CG-PCO was stood up as an office on 4 July 2023 and reached initial operating capability (IOC) on 7 November 2023.
Office duties include developing USCG Arctic and Antarctic strategy and policy, the service said in its official establishment notice.
That work includes supporting the “execution of these through unified messaging and co-ordinated engagements within the coastguard and across interagency and international fora in conjunction with … other offices and operational commands as appropriate”, the USCG said.
The USCG operates the country's only icebreakers, such as Coast Guard Cutter Healy (WAGB 20), and provides most of the naval operational assets for the polar regions.

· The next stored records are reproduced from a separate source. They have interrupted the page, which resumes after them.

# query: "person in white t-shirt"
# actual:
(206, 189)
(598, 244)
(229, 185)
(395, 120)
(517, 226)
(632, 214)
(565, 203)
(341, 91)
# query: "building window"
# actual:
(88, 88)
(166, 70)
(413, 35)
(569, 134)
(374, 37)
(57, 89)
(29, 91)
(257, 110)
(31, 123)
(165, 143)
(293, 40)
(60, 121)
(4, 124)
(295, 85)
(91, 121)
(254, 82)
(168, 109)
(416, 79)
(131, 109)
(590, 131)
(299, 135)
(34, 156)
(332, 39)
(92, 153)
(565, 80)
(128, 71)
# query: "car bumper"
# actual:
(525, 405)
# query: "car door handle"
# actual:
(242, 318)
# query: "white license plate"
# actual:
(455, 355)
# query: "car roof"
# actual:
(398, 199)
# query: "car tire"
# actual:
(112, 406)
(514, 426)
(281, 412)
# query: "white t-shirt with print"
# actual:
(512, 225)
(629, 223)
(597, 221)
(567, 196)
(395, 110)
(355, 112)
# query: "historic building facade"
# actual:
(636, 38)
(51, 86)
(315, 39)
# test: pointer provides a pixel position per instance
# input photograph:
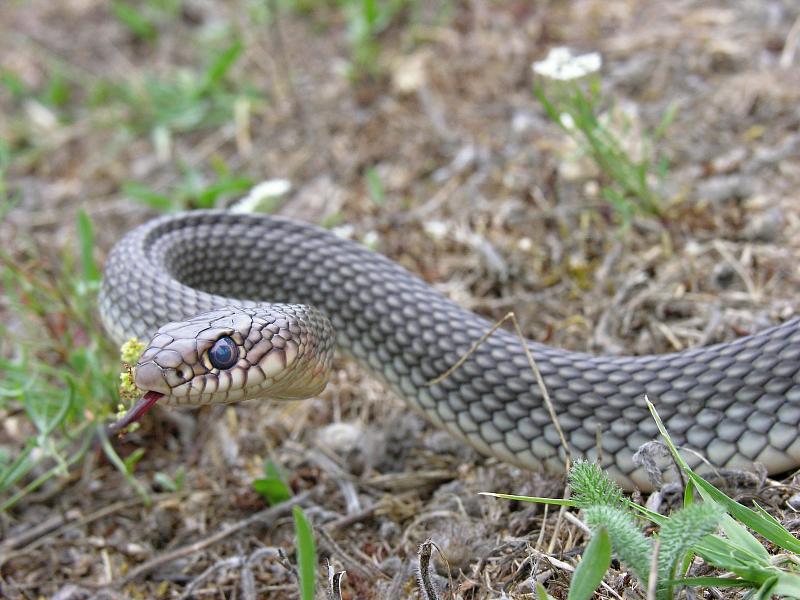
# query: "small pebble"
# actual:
(342, 438)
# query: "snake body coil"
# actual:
(736, 403)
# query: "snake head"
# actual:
(278, 351)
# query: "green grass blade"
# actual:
(541, 593)
(787, 584)
(556, 501)
(594, 564)
(711, 582)
(221, 65)
(91, 272)
(306, 554)
(769, 528)
(273, 488)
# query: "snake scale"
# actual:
(735, 403)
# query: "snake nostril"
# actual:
(150, 377)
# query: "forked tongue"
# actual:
(142, 405)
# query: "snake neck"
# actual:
(737, 403)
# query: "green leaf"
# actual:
(594, 564)
(306, 554)
(272, 488)
(684, 529)
(86, 239)
(787, 584)
(136, 22)
(711, 582)
(148, 196)
(591, 485)
(541, 593)
(221, 65)
(742, 538)
(769, 528)
(556, 501)
(627, 540)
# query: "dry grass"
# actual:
(480, 197)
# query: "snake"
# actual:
(244, 306)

CG-PCO will co-ordinate across the “polar enterprise” at USCG headquarters and across the operational areas on both polar policy and strategic issues, the USCG said.
“Its creation does not change enterprise functions for development, execution, and support of operations or acquisition and sustainment of capabilities,” the USCG said.
In addition to helping determine Arctic and Antarctic policy and strategy, the Polar Coordination Office also will work on ocean policy and programmes, the USCG said.
Those policies and programmes are focused on “co-ordination, consultation, and integration of policy among federal, tribal, state, and local governments with a goal to advance both polar and ocean-related policy in promoting the interests of the United States and our partners”, the USCG said.